The German-made Uvex fp 3.0 helmet is a step down from the fp 1 model used by the HTC-Columbia team in the world’s biggest road races, but should not be discounted by those looking for a high quality skid lid.
We love the coverage that it provides, especially at the rear where it drops down over the crown of a rider’s head much further than other top-level road racing helmets. It's still adequately ventilated, though, and remains relatively comfortable even on the hottest days.
The fp 3.0 provides rear coverage more akin to that of a mountain bike helmet
There are two negatives associated with this helmet. The first is that it’s slightly hefty – the larger shell size weighs 342g – which in the event of a crash is a likely a good thing, but in use, you can feel its weight down through your neck.
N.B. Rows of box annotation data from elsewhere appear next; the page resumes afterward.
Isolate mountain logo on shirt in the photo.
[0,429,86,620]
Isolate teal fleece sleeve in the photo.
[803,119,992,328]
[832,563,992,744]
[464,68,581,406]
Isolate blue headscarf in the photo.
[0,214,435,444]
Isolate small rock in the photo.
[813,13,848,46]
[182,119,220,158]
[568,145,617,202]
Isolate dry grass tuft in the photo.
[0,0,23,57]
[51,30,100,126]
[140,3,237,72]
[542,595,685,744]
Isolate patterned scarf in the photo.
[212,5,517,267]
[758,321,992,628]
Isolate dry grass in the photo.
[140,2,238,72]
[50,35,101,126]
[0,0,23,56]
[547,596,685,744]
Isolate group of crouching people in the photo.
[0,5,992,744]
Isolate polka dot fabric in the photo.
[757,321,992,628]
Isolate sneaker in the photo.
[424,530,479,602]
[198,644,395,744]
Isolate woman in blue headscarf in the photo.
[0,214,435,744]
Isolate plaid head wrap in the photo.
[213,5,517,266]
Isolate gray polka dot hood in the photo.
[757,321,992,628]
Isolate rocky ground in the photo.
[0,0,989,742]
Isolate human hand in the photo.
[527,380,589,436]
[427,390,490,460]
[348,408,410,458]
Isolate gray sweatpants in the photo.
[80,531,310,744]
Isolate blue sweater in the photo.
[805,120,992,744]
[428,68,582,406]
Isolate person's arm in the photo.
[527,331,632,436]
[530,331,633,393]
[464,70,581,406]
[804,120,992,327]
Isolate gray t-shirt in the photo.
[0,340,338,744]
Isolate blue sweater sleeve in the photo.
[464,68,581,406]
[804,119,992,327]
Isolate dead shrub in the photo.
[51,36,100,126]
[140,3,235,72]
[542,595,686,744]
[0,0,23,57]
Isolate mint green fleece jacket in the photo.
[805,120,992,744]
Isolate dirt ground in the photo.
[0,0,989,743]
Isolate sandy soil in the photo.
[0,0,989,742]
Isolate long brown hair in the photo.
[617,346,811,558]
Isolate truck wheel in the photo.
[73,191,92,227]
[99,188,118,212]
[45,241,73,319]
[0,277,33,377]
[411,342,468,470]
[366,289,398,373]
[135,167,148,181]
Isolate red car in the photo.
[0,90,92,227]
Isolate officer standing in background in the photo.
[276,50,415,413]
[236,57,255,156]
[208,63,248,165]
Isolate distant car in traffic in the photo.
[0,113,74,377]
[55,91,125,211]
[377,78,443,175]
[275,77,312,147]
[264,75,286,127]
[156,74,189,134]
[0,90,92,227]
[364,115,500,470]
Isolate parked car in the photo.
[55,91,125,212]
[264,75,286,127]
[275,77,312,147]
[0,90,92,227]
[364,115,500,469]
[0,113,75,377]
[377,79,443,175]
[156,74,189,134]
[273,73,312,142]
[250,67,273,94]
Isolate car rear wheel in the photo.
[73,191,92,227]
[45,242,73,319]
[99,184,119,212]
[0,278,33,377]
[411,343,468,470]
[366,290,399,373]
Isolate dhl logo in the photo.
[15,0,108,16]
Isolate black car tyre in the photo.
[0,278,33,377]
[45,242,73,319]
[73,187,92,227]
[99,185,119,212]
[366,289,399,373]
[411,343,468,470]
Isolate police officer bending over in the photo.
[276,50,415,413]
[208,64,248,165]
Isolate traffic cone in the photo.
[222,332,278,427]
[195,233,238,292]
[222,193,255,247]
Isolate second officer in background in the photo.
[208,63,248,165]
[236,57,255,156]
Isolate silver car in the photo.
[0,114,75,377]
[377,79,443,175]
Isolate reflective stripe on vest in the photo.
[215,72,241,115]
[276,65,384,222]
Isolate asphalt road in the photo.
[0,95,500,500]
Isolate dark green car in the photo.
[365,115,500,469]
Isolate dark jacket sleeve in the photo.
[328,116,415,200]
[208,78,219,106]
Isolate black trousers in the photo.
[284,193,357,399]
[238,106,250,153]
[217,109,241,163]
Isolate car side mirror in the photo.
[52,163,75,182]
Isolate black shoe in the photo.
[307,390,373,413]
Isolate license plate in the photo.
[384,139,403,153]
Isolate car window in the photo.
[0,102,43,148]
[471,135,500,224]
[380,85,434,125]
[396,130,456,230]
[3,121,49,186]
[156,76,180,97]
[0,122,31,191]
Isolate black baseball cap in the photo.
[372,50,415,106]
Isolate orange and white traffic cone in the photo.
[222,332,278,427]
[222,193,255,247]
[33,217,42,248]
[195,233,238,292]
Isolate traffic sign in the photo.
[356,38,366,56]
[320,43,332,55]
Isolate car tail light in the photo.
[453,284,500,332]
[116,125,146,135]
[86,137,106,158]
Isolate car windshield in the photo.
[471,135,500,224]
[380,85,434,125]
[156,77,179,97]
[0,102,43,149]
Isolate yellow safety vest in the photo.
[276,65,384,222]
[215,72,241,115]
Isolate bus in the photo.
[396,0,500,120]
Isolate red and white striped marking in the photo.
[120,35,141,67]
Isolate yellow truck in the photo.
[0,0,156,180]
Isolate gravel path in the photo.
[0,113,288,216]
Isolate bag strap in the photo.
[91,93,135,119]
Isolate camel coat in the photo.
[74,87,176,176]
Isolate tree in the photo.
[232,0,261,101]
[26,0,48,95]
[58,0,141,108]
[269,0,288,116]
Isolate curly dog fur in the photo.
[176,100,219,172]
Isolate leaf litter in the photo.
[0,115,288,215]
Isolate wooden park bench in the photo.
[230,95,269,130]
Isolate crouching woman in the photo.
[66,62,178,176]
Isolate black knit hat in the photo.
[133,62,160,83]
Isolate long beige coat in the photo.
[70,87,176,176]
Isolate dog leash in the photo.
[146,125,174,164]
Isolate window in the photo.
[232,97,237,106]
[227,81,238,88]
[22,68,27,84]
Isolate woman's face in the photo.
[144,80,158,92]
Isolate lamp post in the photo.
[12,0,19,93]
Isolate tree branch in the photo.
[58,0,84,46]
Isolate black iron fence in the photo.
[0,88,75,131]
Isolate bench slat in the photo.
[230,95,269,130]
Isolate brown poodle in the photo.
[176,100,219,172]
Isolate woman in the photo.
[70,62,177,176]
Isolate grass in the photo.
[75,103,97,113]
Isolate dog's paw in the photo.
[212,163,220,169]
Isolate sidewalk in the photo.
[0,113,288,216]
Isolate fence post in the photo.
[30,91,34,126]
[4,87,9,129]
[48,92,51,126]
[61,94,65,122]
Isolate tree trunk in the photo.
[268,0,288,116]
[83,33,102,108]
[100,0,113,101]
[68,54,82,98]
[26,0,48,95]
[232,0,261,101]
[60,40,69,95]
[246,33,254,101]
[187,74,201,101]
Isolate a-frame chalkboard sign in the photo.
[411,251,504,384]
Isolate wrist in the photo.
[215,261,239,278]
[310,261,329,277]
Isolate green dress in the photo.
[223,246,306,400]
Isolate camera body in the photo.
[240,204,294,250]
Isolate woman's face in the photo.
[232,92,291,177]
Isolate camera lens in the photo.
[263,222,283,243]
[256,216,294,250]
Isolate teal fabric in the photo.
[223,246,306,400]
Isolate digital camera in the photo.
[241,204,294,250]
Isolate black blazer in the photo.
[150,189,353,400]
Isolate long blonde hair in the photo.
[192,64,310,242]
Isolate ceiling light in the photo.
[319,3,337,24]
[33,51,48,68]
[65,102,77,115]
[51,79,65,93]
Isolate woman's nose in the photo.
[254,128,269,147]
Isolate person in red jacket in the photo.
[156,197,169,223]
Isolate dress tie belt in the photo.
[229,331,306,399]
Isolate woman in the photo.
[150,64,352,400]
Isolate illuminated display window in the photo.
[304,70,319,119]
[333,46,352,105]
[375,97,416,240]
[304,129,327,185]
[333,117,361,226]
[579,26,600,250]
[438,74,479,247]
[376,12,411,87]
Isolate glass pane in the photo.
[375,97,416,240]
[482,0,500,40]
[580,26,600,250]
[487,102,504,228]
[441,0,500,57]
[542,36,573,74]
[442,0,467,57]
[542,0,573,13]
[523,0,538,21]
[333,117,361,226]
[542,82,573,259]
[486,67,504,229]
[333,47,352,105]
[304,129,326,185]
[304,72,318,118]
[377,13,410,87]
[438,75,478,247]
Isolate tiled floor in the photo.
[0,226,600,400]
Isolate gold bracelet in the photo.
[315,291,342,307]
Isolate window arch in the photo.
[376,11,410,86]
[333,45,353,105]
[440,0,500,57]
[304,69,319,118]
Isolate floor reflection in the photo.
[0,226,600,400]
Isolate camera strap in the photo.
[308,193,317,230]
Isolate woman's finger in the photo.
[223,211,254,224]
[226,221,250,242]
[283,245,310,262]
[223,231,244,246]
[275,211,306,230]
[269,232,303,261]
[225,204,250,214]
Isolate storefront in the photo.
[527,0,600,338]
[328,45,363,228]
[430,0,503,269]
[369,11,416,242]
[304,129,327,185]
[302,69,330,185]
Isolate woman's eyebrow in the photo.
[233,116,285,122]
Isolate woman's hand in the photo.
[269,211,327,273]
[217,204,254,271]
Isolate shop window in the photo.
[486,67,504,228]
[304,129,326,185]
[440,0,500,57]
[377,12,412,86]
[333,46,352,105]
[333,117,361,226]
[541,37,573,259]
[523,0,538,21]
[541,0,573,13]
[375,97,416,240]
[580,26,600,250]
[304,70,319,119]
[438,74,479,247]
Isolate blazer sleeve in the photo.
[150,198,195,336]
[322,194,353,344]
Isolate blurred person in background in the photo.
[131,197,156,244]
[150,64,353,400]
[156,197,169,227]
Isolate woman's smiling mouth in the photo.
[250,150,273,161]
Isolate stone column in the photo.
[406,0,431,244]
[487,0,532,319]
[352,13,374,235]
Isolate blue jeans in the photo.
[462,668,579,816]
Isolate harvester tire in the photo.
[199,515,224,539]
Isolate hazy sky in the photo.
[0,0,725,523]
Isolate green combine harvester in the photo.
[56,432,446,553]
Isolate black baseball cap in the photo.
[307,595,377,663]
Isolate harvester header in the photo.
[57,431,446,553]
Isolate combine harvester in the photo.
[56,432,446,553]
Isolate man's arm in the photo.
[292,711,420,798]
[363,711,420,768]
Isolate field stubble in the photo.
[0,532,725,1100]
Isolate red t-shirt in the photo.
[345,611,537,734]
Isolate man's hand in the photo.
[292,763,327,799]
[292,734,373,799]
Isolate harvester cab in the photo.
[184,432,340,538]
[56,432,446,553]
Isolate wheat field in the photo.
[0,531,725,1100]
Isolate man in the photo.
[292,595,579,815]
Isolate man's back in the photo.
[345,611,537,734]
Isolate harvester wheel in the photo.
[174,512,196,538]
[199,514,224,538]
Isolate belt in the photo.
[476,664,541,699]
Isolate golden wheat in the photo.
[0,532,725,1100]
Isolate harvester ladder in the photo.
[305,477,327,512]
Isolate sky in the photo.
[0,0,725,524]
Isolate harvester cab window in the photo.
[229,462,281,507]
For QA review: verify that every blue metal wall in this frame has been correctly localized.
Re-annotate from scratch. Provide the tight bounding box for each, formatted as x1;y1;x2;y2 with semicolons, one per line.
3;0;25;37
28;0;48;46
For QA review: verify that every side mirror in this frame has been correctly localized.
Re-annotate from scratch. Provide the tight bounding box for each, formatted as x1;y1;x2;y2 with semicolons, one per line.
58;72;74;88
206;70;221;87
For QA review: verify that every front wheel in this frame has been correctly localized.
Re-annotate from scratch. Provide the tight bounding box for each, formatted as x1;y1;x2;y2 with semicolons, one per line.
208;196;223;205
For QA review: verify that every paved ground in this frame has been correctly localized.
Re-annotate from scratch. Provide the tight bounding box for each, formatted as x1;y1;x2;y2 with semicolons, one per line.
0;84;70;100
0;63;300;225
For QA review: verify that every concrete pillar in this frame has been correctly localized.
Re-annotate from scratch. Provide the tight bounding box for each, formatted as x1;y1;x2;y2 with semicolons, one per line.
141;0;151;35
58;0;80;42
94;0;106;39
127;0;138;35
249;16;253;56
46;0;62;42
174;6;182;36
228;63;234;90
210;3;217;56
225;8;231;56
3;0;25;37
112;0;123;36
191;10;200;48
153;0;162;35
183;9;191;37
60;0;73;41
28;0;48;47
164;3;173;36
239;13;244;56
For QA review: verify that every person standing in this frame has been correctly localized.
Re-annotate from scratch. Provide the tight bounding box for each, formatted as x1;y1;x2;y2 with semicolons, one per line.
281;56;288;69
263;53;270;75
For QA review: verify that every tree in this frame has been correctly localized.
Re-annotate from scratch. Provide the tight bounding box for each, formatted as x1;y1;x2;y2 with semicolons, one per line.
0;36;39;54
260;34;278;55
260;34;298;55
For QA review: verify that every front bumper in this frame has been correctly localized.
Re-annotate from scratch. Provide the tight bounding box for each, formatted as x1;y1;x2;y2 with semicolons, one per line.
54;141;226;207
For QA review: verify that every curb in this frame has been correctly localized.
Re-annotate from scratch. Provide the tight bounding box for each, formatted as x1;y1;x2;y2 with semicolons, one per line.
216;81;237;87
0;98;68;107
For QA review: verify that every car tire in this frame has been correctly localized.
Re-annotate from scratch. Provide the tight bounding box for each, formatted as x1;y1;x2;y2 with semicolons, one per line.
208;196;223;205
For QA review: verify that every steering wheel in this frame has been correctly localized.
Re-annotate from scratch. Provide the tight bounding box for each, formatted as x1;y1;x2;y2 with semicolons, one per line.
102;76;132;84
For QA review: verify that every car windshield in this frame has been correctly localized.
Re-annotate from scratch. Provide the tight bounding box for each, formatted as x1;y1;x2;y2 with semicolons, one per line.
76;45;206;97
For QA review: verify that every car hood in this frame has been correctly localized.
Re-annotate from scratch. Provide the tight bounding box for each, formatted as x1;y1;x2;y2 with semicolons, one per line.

The second issue is that the fp 3.0 is available in just two shell sizes, which is fine if one of the sizes fits you well. Problems arise if you’re in between, as we were; without the retention system we were swimming in the shell, which limited the helmet’s comfort.
Features like the in-moulded shell reinforcements won't help if the lid doesn't fit properly
The extra space also made us question its effectiveness in the event of a crash. The helmet is CPSC, CE GS and EN DIN 1078 approved, but it can't be a good thing if your head is allowed too much movement within the shell on impact before the foam starts to absorb impact energy.
In the end, a final recommendation on the fp 3.0 – or indeed any helmet – hinges on fit. If this helmet fits you, and you can overlook its heft, it does have advantages to other makes and models in this category.
Besides its great coverage, the fp 3.0 is packed with all of the features required of a top-level helmet these days, including a retention chassis that’s adjustable by way of height and circumference, in-moulded ‘Roll over bar’ shell reinforcements, excellent interface with most sunglass arms and a unique multi stage buckle.
The FAS buckle allows the helmet’s strap length to be easily adjusted on the fly by 2.5cm, which is nice should you want to loosen it on a hot day or cinch it down on a descent; honestly, we never chose the latter.
The FAS multi-stage buckle is more novel than truly useful, but we see no drawback to it
The helmet straps are comfortable and lie flat against your head, plus the buckle has a neat fleece and Velcro holder to accommodate the excess strap cleanly.
The IAS 3D+ retention system is easy to operate one-handed via a rear mounted dial, plus the whole system can be raised or lowered, thought the helmet needs to be removed to make the latter changes.
The IAS 3D+ retention system offers vertical adjustment as well as circumferential
The internal padding is made from an anti-microbial material and is removable for washing. On hot and humid days we did find that the padding holds a lot of sweat, which can build up and release when moving the helmet around. This wasn’t a huge problem, but something that was noticeable. The pads seemed to hold more moisture than other helmets’ pads.
Ventilation is adequate, though not mindblowing, through the helmet’s 22 vents. We appreciated the fact that the front and rear vents are oriented in such a way that they accept and hold onto a pair of sunglasses, should you need to stow them. While both sides seem to work, we preferred using the front.